43 anni dopo cambia il vento, ma noi no
Cambia il vento ma noi no, verrebbe da cantare insieme ai 5000 tifosi della Roma che ieri si sono accalcati addosso alla rete del parcheggio dell’aeroporto di Ciampino
Cambia il vento ma noi no, verrebbe da cantare insieme con i 5000 tifosi della Roma che ieri si sono accalcati addosso alla rete del parcheggio dell’aeroporto di Ciampino sgombrato dalle macchine dei dipendenti proprio per far spazio a tutti quelli che volevano salutare l’arrivo di Lukaku, gigantesco come le ambizioni dell’uomo che lo ha portato a Roma, Dan Friedkin.
Fummo persino qualcuno in più 43 anni fa, a Fiumicino, per accogliere degnamente l’uomo che (ri)fece grande la Roma, Paulo Roberto Falcao. Di quel giorno restano pochi fotogrammi scoloriti, ma è ancora tutto negli occhi e nel cuore di chi scrive: resta il ricordo di un passaggio veloce, quasi un soffio di vento tra la gente accalcata, la sfuggente immagine di qualche ricciolo ribelle non trattenuto dalla morsa di un berretto di lana giallorossa fuori stagione eppure così cool, l’eleganza di un calciatore sognato per anni (Sandro Bonvissuto ha scritto uno straordinario libro sul significato di quello sbarco) e che in giacca e cravatta atterrava in un nuovo mondo, una nuova casa nella quale avrebbe regnato per anni.
Cambia il vento ma noi no, e 43 estati dopo, di quest’altro pomeriggio incredibile raccontato da Andrea Di Carlo in ogni particolare prima in diretta su Radio Romanista e oggi sul giornale, resteranno a disposizione dei posteri centinaia di video e di immagini, raccolte da ognuno dei 5000 presenti, aggiornati sugli spostamenti dell’aereo presidenziale da un programma che traccia le rotte di ogni aereo del mondo a cui quasi 50000 pazzi, nella parte finale della tratta, erano collegati contemporaneamente. Cambia il vento e passa il tempo, ma resta intatto il sentimento di un popolo che ama sognare d’estate quando chi li guida lo autorizza a farlo, magari scendendo dall’aereo che ha guidato personalmente, aggiustandosi i capelli, inforcando i Ray-Ban e salutando a mani giunte i tifosi ammirati, mentre di sottofondo scorre idealmente la colonna sonora di Top Gun, per tutti ormai Top Dan.

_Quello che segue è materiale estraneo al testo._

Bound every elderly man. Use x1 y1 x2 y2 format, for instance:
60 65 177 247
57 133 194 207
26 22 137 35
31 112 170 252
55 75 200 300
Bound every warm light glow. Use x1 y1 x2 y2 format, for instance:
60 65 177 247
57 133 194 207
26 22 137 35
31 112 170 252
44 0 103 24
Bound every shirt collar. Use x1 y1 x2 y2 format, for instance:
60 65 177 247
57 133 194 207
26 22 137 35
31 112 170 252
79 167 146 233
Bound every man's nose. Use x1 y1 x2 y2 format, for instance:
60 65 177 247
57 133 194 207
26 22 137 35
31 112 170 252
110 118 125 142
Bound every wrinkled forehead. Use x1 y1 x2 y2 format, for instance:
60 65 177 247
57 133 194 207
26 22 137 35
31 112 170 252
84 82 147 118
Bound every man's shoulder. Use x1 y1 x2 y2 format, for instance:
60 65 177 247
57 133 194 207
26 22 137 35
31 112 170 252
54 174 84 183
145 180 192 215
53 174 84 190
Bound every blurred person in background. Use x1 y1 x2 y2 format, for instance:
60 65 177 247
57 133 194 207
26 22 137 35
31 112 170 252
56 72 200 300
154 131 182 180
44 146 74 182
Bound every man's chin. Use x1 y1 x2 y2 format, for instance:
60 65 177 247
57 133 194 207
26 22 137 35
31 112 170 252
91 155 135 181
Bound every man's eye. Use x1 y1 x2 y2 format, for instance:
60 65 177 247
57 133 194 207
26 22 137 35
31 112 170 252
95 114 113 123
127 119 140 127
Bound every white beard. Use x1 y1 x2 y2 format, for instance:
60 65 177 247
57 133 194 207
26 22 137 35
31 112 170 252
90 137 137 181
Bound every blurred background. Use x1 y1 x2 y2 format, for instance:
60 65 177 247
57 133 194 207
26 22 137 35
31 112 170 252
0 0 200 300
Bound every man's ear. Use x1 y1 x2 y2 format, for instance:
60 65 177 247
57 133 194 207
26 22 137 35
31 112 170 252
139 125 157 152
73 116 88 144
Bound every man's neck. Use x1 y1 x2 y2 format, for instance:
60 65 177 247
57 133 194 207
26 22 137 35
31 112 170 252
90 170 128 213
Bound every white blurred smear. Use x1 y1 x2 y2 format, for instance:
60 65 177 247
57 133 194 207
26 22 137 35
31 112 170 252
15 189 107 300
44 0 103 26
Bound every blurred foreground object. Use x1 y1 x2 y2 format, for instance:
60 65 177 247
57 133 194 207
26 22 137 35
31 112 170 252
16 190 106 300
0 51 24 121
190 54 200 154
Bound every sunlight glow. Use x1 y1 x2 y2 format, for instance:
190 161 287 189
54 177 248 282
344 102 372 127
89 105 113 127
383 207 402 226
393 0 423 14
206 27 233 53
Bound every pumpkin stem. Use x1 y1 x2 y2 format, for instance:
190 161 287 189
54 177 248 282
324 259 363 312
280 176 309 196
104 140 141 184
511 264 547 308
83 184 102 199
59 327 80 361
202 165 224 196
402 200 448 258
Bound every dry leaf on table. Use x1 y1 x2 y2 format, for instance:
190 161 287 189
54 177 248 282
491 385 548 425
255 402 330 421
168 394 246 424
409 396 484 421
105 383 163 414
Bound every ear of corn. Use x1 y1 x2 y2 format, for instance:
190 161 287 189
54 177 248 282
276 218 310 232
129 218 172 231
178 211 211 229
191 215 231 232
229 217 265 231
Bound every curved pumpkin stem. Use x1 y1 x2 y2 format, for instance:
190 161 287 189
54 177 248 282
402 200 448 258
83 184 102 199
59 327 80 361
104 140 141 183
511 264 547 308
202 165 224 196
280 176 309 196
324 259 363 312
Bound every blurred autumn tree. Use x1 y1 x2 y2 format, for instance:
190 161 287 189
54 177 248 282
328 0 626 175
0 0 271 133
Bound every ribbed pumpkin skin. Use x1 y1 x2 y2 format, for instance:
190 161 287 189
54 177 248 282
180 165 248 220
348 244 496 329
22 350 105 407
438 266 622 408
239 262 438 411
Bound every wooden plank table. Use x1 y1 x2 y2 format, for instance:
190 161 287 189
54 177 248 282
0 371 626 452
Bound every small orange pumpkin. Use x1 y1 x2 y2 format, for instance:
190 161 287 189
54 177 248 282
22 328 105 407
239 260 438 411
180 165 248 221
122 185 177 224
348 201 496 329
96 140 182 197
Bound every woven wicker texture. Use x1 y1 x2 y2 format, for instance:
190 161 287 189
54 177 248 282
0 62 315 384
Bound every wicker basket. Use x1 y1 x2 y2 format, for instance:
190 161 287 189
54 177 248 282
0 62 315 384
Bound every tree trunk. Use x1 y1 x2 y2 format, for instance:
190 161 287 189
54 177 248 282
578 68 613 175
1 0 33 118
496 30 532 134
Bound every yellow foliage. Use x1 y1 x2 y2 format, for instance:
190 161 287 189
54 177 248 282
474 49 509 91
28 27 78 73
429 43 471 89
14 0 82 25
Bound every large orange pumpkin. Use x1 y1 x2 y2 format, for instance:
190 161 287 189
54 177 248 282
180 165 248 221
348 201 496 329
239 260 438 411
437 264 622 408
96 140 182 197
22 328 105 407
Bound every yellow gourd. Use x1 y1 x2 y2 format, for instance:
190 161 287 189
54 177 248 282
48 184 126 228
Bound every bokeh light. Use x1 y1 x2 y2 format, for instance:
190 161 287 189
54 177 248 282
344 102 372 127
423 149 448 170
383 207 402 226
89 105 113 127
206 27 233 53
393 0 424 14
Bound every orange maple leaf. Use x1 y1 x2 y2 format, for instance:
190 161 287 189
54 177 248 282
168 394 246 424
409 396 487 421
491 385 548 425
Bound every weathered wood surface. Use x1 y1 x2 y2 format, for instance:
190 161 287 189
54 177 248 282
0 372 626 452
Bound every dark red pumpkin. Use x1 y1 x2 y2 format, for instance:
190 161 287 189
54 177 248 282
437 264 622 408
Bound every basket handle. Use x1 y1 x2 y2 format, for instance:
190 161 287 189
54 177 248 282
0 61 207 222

Parlava poco e in una lingua tutta sua Dino Viola, non parla affatto questo signore azzimato che ha ammaliato la sua gente portando a Roma prima Mourinho, poi Dybala e oggi Lukaku, proprio quando il popolo in fibrillazione sembra aver perso la speranza. Un giorno poi bisognerà fare un discorso a parte su Tiago Pinto, il giovane dirigente portato a Roma su segnalazione di qualche headhunter dopo aver mosso i primi passi da direttore sportivo nel Benfica, la squadra del suo cuore. Per conquistare il presidente, da giovane tifoso ribelle, lo aveva duramente accusato di malgoverno durante un’assemblea dei soci.
Il giorno dopo fu convocato in sede e poi assunto. È un passionale che lavora solo in funzione del club che lo paga, non ama la luce dei riflettori, ha sofferto come il più verace dei tifosi l’idea che la prolungata attesa potesse precludere alla Roma l’accordo con un centravanti all’altezza delle ambizioni di Mou. Cinque giorni fa mezza Roma lo voleva mandare a casa, oggi è più popolare del sindaco. Ma non dimentica niente.